Oliver foi mais duro. Riu do fato do voto ser obrigatório. "No Brasil, é ilegal NÃO votar, e a gente sempre tem a tendência de se revoltar, quando nos obrigam a fazer algo de que não gostamos... Se pensarmos que eles têm que escolher entre Jesus, Satã e Bin Laden, nós não somos tão estranhos como pensamos", finalizou sob gargalhada da plateia (americana).

Não é apenas aqui que a democracia representativa e o fim das ideologias apresenta aberrações. A Itália, que já elegeu a lendária atriz pornô La Chicholina, tem o palhaço Bebe Grillo (Grilo Falante) como o fiel da balança entre o poder da esquerda ou direita. Terceira via, em 2013, seu partido Movimento 5 teve 25,55% dos votos para a Câmara dos Deputados. Apesar de confuso e ingênuo ideologicamente, é o maior do Congresso. Grillo parece um bufão. Tem poder. O compararam a Mussolini. A revista alemã Der Spiegel já o chamou de "o homem mais perigoso a Europa".

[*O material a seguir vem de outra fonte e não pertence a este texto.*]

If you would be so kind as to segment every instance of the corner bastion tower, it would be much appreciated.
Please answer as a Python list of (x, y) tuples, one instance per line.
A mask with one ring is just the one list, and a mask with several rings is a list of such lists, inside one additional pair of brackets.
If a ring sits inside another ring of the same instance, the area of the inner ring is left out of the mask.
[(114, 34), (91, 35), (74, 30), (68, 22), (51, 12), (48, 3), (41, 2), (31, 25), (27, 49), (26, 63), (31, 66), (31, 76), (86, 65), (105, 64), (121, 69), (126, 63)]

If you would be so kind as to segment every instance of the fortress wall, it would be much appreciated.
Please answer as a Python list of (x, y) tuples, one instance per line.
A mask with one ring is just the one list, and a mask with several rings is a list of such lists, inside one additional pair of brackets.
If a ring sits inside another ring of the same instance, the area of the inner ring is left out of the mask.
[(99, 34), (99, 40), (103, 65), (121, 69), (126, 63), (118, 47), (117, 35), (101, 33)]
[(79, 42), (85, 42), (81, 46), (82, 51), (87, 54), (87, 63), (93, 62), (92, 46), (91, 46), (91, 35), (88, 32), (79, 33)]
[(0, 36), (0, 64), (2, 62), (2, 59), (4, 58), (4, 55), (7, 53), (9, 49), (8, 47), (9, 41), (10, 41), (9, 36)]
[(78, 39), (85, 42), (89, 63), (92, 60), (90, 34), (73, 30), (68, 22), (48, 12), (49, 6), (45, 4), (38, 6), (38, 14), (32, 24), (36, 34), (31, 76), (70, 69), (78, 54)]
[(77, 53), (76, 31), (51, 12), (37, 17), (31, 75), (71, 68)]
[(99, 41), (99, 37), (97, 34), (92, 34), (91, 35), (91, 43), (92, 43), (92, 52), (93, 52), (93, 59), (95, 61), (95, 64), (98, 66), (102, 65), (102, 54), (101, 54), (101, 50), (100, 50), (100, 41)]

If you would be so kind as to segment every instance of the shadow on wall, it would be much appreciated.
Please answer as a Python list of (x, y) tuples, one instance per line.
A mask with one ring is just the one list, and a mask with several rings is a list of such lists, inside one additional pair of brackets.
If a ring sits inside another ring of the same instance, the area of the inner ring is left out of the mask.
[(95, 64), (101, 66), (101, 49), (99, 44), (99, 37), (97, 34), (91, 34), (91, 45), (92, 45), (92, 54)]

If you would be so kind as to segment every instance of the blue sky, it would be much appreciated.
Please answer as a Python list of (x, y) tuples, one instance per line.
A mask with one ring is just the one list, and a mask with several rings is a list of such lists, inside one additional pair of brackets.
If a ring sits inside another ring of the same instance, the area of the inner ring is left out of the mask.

O eleitor brasileiro foi mais razoável e preferiu um bipartidarismo que simula a luta de classes. A terceira via taxiou e voltou para o finger. Seus passageiros foram transferidos para outras companhias, à esquerda e à direita. Nossa terceira via, Marina Silva, depois de sair do PT, foi para o PV, rachou o partido, saiu, fundou a Rede, foi para o PSB, rachou o partido e acabou de rachar a Rede, ao apoiar Aécio.

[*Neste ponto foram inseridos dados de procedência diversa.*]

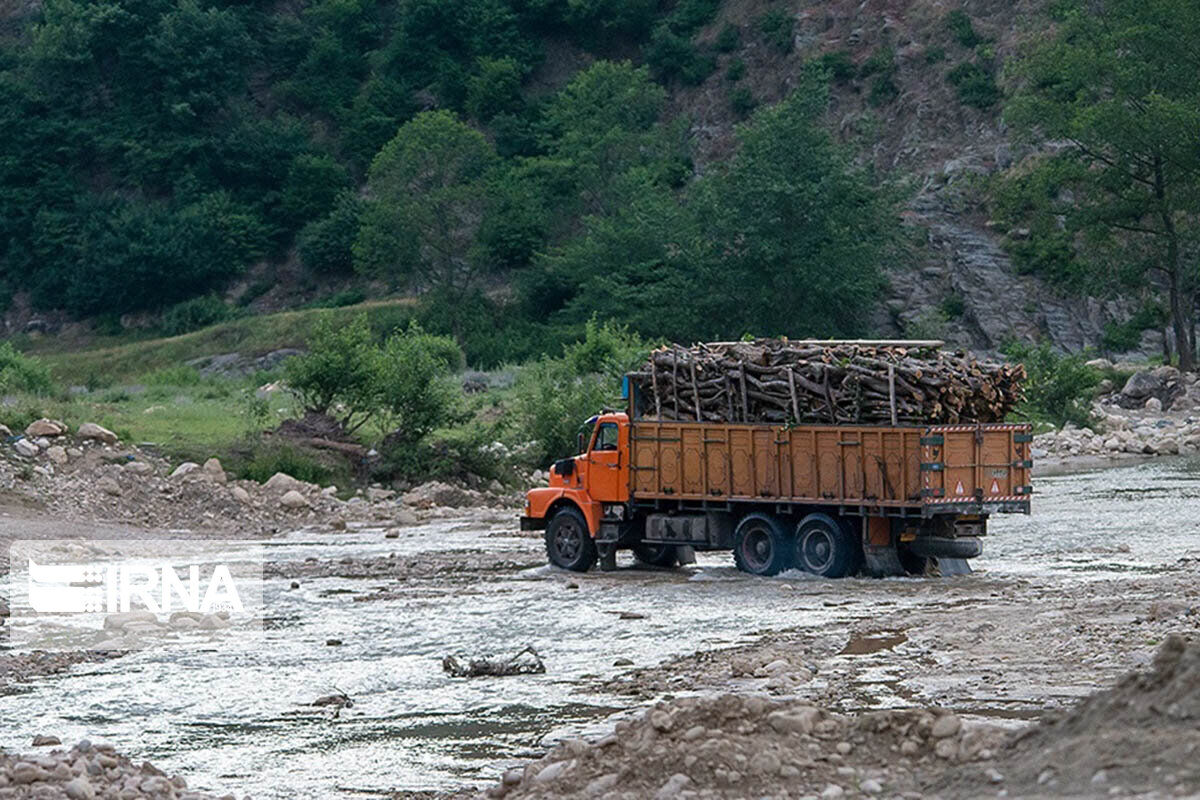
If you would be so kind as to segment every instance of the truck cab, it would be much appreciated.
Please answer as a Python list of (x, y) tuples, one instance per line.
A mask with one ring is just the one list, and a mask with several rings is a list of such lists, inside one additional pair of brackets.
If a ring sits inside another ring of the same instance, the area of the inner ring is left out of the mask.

Uma leitura superficial: Marina Silva faz estragos por onde passa por não ter clareza ideológica, nem convicções, o que seus correligionários descobrem tarde demais, muda de opinião, reescreve programas, alinha-se a antigos adversários, contra antigos aliados.

Em termos: Marina Silva é o modelo daquilo que a psicanálise chama de "transferência". Eleitores e lideranças veem nela o que gostariam que ela fosse, veem refletidos nela o próprio inconformismo, esperança, vontade de mudar e se criar uma nova política idônea, justa, exemplar, incorruptível, numa economia ecologicamente sustentável, que alie progresso a qualidade de vida, tecnologia a respeito ao meio ambiente, que respeite as diferenças, que seja tolerante com homossexuais e usuários de drogas, nortista de fala mansa, brilhante, experiente, cativante, com ideias progressistas.

Ou: Marina Silva é um capricho da nossa fantasia, uma nortista de fala mansa, brilhante, experiente, cativante, que puxa reza, sempre com um terço na mão, tem uma noção dividosa sobre estado laico, casamento gay, Darwin e, mesmo como líder feminina, criminaliza o aborto.

Por mais divertida e patética que tenha sido a propaganda eleitoral, há que se temer pelo seu resultado: uma bancada irresponsável, sem ideais. O trinômio partido + horário eleitoral gratuito + fundo de campanha, sobre o tapete do voto proporcional, interroga a democracia.

Tiririca nunca subiu no púlpito, nem fez nenhum pronunciamento na Câmara, mas defendeu como ninguém, em mais de 30 projetos, os direitos de ciganos e artistas de circo, regulamentou profissões de gente do picadeiro. Faz a sua parte.

Porém, arrasta na sua votação enorme candidatos de que não sabemos a origem e não elegemos. Está certo? Reforma política já!